Recent award winners: Kylie Jensen (2017), Alexander Hanel (2016), Britt Bergquist (2015), Eric Behna (2014)
Timothy Lomperis Award
The Timothy Lomperis Award honors a former political science faculty member and is given annually to a graduating political science major who, like the award's namesake, demonstrates academic excellence, a consistent effort to exceed stated expectations, concern for the education of the whole person, engagement with issues of contemporary relevance, and a commitment to treat others with respect and cordiality. Faculty members select the winner based on the award criteria and an essay submitted to the department.
Recent award winners: Anna Liu (2017), Paul Brunkhorst (2016), Jordan Rundell (2015)
Steven Puro Award
The Steven Puro Award honors a former political science faculty member. It is given annually to the most outstanding student in our Master of Art’s program, as selected by the political science faculty.
Recent award winners: Kirstin Palovick (2017), Katie Alvarez (2016), Eric Behna (2015), Elizabeth Alberty and Meaghan Gass (2014)
Outstanding Student in the M.P.A. Program
This award is given annually to the most outstanding student in the Master of Public Administration program, as selected by that program’s faculty.
Recent award winners: Mark Benton (2017), Annie Rosenkranz (2016), Rebecca Wodzak (2015), Alexandra Durdello (2014)
Conferences for Political Science Students
This conference is open to undergraduates and accepts papers from many disciplines,
including political science.
This conference is open to undergraduate and graduate students.

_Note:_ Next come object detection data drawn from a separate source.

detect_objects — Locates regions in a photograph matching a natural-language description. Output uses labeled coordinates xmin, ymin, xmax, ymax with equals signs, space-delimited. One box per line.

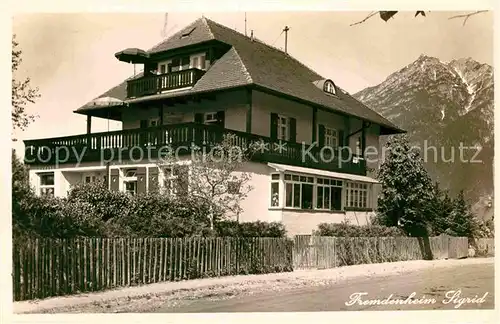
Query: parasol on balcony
xmin=84 ymin=97 xmax=123 ymax=107
xmin=115 ymin=48 xmax=149 ymax=64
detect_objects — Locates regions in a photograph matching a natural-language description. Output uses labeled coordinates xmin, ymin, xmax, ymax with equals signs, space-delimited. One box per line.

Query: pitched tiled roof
xmin=79 ymin=18 xmax=401 ymax=132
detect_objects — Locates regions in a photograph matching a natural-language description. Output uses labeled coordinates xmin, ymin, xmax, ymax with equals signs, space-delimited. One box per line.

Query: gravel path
xmin=13 ymin=258 xmax=494 ymax=313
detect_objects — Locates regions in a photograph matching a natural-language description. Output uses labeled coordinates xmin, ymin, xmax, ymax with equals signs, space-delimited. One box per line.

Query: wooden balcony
xmin=24 ymin=123 xmax=366 ymax=175
xmin=127 ymin=69 xmax=205 ymax=98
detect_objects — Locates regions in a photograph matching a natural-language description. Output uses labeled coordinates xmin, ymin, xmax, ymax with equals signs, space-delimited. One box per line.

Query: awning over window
xmin=267 ymin=163 xmax=380 ymax=183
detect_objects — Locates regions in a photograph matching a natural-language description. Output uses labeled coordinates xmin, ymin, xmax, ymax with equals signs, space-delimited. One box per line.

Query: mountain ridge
xmin=353 ymin=54 xmax=494 ymax=220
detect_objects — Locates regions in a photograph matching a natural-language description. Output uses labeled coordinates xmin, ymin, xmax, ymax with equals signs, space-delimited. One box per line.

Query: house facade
xmin=25 ymin=18 xmax=403 ymax=235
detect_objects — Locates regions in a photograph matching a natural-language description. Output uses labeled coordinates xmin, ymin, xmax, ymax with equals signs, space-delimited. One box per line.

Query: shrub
xmin=314 ymin=223 xmax=407 ymax=237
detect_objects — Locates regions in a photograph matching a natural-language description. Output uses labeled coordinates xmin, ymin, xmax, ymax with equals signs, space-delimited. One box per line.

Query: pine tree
xmin=377 ymin=135 xmax=433 ymax=236
xmin=448 ymin=190 xmax=479 ymax=238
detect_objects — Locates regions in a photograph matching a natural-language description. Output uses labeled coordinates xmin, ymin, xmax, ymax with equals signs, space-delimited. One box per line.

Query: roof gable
xmin=77 ymin=18 xmax=401 ymax=131
xmin=148 ymin=18 xmax=214 ymax=54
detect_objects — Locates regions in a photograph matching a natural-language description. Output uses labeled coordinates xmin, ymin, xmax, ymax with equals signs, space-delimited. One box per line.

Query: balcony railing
xmin=127 ymin=69 xmax=205 ymax=98
xmin=24 ymin=123 xmax=366 ymax=175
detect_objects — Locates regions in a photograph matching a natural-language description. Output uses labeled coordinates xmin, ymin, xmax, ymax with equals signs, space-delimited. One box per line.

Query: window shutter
xmin=339 ymin=130 xmax=349 ymax=147
xmin=269 ymin=113 xmax=278 ymax=140
xmin=217 ymin=110 xmax=225 ymax=127
xmin=148 ymin=167 xmax=158 ymax=192
xmin=318 ymin=124 xmax=325 ymax=147
xmin=135 ymin=167 xmax=146 ymax=194
xmin=288 ymin=118 xmax=297 ymax=143
xmin=172 ymin=165 xmax=189 ymax=196
xmin=109 ymin=169 xmax=120 ymax=191
xmin=181 ymin=56 xmax=190 ymax=65
xmin=194 ymin=114 xmax=203 ymax=124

Papers on any topic related to government or politics are welcome, as are all subfields and political perspectives.
The annual Notre Dame Peace Conference explores the unique perspectives, backgrounds and experiences that each person and group bring to the process of peacebuilding. Notre Dame invites students interested in peace-related issues to submit papers, posters, discussions, workshops, or other presentations that represent work on peace and nonviolence.

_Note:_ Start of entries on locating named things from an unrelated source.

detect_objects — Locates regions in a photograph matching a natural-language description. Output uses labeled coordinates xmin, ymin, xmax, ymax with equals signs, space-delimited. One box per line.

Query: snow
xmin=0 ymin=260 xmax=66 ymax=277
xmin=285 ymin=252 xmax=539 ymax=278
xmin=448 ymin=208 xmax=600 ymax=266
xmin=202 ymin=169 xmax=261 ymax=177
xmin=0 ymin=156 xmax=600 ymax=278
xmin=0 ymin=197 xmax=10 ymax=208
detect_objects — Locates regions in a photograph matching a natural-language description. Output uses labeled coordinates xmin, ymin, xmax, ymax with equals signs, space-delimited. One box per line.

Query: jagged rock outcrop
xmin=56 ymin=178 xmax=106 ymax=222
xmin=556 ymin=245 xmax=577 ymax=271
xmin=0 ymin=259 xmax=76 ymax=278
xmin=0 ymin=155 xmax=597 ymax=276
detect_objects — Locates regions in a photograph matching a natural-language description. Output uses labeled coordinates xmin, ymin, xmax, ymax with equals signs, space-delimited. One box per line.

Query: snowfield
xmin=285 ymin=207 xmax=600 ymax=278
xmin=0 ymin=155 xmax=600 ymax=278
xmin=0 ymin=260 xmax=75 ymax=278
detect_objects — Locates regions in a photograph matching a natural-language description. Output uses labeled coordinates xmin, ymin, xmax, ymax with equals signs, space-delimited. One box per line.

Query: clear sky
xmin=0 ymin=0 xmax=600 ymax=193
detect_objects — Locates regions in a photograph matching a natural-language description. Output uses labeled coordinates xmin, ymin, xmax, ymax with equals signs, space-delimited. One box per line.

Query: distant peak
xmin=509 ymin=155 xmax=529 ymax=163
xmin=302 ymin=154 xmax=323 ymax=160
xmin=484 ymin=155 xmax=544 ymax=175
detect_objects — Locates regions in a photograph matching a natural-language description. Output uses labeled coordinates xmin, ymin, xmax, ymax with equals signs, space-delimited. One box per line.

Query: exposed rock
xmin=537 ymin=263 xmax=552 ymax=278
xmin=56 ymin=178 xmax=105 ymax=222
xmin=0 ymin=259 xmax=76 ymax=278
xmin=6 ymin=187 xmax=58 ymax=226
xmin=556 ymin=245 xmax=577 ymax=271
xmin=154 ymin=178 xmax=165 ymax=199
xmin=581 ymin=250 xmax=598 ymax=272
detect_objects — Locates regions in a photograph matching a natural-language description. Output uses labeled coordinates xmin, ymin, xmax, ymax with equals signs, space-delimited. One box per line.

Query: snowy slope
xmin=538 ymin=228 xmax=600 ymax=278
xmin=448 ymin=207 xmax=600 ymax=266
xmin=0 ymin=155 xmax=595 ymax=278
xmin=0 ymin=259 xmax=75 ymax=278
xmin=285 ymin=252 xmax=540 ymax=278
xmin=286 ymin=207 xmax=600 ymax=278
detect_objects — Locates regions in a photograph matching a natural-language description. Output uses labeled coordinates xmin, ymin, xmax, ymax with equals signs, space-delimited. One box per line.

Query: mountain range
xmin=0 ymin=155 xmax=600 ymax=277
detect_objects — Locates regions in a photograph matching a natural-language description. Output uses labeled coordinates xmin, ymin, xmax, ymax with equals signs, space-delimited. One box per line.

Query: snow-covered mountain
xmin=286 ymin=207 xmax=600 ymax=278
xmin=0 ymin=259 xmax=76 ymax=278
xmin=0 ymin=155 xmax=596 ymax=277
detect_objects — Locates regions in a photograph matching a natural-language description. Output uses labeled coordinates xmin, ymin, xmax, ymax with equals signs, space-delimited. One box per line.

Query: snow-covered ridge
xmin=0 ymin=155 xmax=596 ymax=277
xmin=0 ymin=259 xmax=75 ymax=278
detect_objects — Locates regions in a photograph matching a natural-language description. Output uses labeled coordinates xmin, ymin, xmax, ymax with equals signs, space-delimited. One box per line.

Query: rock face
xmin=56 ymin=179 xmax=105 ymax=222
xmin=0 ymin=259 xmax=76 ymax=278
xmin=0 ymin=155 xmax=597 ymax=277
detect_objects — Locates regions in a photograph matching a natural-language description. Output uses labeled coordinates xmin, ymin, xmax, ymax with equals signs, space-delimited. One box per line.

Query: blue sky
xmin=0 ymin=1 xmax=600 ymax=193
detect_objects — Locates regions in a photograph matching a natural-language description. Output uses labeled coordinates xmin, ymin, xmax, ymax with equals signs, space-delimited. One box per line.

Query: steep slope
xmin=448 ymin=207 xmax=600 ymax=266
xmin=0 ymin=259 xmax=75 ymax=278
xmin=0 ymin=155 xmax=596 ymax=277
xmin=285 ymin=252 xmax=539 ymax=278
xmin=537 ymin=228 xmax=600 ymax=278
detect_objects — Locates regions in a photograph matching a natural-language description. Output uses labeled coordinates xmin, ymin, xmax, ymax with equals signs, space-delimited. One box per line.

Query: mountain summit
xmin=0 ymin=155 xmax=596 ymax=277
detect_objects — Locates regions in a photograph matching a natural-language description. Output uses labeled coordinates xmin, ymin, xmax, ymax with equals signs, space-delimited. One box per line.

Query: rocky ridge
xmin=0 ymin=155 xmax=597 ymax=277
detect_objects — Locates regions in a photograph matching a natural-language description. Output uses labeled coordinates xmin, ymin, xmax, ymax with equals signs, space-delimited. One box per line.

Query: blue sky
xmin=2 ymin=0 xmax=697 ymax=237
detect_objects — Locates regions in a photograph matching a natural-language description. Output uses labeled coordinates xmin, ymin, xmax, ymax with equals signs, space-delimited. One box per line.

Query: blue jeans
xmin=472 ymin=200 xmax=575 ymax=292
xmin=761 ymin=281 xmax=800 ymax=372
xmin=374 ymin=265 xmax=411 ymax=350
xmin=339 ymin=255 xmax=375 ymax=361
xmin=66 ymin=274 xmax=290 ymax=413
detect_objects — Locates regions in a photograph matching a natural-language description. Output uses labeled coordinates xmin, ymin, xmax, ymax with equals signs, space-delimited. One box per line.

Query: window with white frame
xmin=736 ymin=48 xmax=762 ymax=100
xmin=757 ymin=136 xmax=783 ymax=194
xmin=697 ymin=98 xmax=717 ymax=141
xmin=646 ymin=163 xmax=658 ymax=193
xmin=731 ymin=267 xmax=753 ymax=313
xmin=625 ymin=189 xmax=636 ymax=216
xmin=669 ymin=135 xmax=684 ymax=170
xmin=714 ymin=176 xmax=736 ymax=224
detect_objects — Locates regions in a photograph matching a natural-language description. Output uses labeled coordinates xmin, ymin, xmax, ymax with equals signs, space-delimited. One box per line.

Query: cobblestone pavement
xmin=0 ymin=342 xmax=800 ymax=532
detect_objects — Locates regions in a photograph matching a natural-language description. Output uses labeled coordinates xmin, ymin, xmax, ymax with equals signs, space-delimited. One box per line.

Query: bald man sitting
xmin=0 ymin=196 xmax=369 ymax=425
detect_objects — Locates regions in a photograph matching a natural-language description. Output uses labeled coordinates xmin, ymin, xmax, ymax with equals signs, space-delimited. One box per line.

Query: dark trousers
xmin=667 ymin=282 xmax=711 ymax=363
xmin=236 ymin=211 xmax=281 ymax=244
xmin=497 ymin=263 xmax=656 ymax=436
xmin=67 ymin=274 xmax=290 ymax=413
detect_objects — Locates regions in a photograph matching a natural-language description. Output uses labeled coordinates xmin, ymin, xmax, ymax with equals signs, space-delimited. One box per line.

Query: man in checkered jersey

Open to undergraduate and masters’-level students, this conference is an opportunity to present on research and internships relevant to the broad theme of social justice. You may present by reading a paper or using a poster.
Undergraduate Clubs and Societies
Political Round Table
The Political Round Table: Conversations That Matter is a student government chartered organization with the mission of exploring, comparing, and contrasting the opinions of the student body on important issues by opening free and equal dialogue.
It hosts large events twice monthly and regular coffee and conversations events. Everyone is welcome to join. You do not need to be a political science major.
Pi Sigma Alpha Honor Society in Political Science
SLU’s Department of Political Science sponsors the Epsilon Kappa Chapter of Pi Sigma Alpha, the national political science honor society. Membership is awarded annually to students who have completed at least 15 hours of political science classes. Candidates are selected strictly on the basis of outstanding achievement in political science and overall academic performance.
Pi Sigma Alpha was founded in 1920 and has chapters in major American universities. It publishes the Pi Sigma Alpha Undergraduate Journal of Politics for outstanding student papers.